The Leaflet.heat library and native OpenLayers library were compared for loading heatmaps. The former rendered a heatmap of the entire dataset in approximately 16 s. The OpenLayers library could not render a sample of more than 250,000 points, which was rendered in approximately 10 s. Even with the smallest sample, OpenLayers demonstrated an increased response. All web applications with samples for clustering and heatmap creation are available on http://geoinformatics.upol.cz/app/bigdata
. Rendering such large data sets can also be accelerated by using vector tiles, even when combined with the marker clustering method.
The diverse results in point rendering has two explanations.
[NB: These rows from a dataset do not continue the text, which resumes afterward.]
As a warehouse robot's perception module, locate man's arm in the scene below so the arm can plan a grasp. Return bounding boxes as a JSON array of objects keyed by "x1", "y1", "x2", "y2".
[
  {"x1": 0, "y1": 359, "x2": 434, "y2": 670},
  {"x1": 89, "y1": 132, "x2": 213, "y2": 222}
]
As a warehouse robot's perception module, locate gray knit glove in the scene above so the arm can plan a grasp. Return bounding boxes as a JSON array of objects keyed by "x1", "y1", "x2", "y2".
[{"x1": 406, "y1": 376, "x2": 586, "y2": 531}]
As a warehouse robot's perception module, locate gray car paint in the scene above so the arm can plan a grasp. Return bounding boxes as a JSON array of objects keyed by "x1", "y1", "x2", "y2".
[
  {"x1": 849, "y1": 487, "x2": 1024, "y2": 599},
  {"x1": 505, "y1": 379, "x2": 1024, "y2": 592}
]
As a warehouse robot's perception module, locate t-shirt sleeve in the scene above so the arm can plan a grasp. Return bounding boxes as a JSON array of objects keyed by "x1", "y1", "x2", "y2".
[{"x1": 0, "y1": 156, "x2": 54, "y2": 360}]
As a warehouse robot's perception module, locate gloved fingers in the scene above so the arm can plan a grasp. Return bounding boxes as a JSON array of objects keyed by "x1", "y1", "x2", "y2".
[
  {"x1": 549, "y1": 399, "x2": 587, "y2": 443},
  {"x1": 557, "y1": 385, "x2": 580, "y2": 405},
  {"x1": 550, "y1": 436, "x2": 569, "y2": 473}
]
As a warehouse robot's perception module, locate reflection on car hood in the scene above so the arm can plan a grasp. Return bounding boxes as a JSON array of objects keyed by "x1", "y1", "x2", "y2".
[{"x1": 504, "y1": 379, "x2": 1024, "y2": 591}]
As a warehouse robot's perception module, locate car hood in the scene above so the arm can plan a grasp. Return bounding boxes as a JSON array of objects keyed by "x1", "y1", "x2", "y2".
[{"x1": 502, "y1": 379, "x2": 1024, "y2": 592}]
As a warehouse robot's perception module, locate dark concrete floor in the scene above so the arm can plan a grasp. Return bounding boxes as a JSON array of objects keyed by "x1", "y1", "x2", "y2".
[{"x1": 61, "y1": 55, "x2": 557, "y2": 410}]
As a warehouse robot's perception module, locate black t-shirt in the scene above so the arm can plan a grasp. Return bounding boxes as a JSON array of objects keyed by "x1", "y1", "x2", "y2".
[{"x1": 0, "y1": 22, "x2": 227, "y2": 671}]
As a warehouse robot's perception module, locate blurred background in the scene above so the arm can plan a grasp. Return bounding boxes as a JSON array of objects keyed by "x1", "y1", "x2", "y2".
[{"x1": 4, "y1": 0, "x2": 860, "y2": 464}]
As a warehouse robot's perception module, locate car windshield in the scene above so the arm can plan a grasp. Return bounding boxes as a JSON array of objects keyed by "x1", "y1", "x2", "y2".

The first is the “cluster points matrix” computing algorithm. While some libraries re-compute the matrix randomly, other libraries use sophisticated algorithms such as k-means, greedy clustering [21
], or detecting collisions [22
]. For example, a matrix calculated with PruneCluster approaches a regular grid. The second reason is the overall performance of the core library. Mapbox GL JS provides best results, because it is based on different technology and is a live project. The best-evaluated libraries were observed on “fresh” versions—they benefitted from community developments and updates—while the worst evaluated library Leaflet.markercluster was based on a solution more than a year old. Future research will certainly include diverse algorithms. In our study, the most recent (major) version of libraries available at the beginning of 2019 was implemented. Future updates may cause differences in loading time. Technically, updates available for core libraries (Leaflet, OpenLayers, Mapbox GL JS) and updates for the heatmap/clustering method should be separated, the most fundamental aspect being compatibility between them. In our pre-testing, different minor versions of the core library did not affect loading time. The different major version required a different clustering library version, but even then it did not significantly affect loading time (Leaflet.markercluster on 50,000 points in v1.0, v0.7, and v0.5 = a loading difference of approximately 150 to 200 ms; PruneCluster on 50,000 points in v2.1.0 and v1.0.0 = a loading difference of approximately 100 ms). This means that not all versions of clustering library are compatible with the Leaflet core library and vice versa. Since a new major library version such as Leaflet or OpenLayers is not released every few weeks or months but years, the results of this paper may be relevant for some time, especially until a new version with an essential change in the source code is released.